Objective: To describe the case of a school patient with characteristic craniofacial dysmorphology, neurodevelopmental delay, and episodes of metabolic decompensation due to infections, with a mutation in the PDHX gene, managed with a ketogenic diet, thiamine, lipoic acid, and carnitine.
Results: The findings that made it possible to focus the diagnosis are elevated plasma and CSF lactate associated with persistent metabolic acidosis with accentuation of hyperintensity cortical sulci in the bilateral basal ganglion region and lenticular nuclei in brain resonance imaging, with magnetic resonance spectroscopy showing a negative peak of lactate. Confirming the diagnosis with an exome of 6000 genes where a homozygous pathogenic variant is found in the PDHX gene position c.1426C> T.

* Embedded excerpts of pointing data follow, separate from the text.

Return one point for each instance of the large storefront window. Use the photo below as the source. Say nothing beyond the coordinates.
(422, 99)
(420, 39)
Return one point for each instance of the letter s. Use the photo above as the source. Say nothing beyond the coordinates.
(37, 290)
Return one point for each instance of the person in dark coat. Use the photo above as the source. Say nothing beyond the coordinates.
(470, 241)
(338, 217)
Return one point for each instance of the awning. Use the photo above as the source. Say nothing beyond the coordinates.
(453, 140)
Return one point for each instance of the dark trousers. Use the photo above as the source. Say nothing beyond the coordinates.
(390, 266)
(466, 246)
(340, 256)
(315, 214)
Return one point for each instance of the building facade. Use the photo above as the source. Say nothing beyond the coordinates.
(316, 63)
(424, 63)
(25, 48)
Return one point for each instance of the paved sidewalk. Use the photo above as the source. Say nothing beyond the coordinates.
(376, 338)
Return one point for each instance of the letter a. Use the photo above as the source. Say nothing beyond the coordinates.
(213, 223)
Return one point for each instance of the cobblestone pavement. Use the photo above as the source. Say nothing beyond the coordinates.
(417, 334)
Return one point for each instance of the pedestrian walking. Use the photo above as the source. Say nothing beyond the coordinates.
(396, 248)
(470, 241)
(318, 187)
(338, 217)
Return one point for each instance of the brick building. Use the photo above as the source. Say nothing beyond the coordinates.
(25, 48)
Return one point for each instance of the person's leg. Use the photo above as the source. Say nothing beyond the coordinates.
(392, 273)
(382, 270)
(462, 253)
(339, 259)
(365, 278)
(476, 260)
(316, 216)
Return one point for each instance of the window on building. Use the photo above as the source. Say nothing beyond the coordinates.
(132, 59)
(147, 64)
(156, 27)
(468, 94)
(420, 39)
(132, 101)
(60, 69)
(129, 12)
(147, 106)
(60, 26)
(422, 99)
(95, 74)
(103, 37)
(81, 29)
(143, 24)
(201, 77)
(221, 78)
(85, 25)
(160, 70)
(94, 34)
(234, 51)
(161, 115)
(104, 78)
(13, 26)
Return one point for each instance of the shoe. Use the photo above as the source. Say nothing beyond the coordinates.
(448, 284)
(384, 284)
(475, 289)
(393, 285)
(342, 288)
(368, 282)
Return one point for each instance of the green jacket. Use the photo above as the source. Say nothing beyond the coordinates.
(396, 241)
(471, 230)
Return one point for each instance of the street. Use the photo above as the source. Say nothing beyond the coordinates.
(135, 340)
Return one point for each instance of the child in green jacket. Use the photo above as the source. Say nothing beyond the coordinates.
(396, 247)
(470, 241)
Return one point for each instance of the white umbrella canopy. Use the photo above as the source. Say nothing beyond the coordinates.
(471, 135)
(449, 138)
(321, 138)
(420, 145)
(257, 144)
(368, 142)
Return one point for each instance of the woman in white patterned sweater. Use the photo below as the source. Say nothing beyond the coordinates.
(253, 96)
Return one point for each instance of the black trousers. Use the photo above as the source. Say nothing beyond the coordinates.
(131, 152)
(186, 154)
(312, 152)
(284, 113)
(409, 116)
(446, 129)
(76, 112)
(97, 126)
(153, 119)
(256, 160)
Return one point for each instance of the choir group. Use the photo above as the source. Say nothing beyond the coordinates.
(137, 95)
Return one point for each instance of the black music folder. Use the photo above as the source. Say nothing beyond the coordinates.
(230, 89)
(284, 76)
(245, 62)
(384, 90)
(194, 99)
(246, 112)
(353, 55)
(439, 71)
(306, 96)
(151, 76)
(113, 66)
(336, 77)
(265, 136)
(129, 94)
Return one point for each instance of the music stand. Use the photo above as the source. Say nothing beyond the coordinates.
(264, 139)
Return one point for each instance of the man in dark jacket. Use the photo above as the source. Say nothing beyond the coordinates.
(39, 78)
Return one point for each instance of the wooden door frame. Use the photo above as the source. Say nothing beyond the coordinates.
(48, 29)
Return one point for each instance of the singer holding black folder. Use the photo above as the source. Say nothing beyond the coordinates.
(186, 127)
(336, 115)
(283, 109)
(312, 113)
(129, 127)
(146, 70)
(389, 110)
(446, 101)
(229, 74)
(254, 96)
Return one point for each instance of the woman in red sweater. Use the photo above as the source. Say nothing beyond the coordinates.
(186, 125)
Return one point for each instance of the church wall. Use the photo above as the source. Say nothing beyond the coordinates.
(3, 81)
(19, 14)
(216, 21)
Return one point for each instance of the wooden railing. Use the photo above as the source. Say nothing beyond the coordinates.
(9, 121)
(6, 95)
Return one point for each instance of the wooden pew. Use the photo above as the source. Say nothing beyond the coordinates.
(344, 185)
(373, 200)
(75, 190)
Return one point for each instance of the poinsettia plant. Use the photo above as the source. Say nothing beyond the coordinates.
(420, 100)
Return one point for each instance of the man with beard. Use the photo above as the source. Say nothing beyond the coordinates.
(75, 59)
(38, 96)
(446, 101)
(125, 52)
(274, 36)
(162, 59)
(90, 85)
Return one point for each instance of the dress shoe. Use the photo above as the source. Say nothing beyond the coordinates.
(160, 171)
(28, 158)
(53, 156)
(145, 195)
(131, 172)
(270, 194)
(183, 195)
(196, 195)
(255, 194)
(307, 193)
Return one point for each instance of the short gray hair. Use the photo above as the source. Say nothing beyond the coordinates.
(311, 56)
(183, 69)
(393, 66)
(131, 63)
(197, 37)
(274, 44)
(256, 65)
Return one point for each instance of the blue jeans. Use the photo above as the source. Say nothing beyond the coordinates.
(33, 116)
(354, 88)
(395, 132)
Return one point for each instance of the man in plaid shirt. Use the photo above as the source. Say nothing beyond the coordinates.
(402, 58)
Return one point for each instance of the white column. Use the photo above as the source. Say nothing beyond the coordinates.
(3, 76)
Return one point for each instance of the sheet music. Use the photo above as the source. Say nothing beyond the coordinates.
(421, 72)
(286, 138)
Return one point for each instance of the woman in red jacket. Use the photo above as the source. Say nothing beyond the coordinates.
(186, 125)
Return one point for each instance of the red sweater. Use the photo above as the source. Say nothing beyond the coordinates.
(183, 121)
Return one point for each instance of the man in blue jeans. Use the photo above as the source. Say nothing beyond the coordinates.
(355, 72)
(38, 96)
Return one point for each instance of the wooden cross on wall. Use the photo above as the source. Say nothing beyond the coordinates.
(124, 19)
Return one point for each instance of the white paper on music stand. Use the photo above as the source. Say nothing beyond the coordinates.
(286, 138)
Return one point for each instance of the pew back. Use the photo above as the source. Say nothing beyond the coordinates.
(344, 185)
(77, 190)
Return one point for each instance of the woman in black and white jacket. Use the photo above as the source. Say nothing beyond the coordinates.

Conclusion: PDH deficiency should be considered in cases of neurodevelopmental delay associated with intermittent episodes of neurological deterioration and elevated blood lactate and in brain magnetic resonance spectroscopy. Unlike those affected by other subtypes, patients with E3-binding protein deficiency often survive childhood and even adulthood due to the presence of some assembly of the pyruvate dehydrogenase complex. Early diagnosis opens the possibility of starting supportive management, providing genetic counseling to parents, and prognosis and early support measures.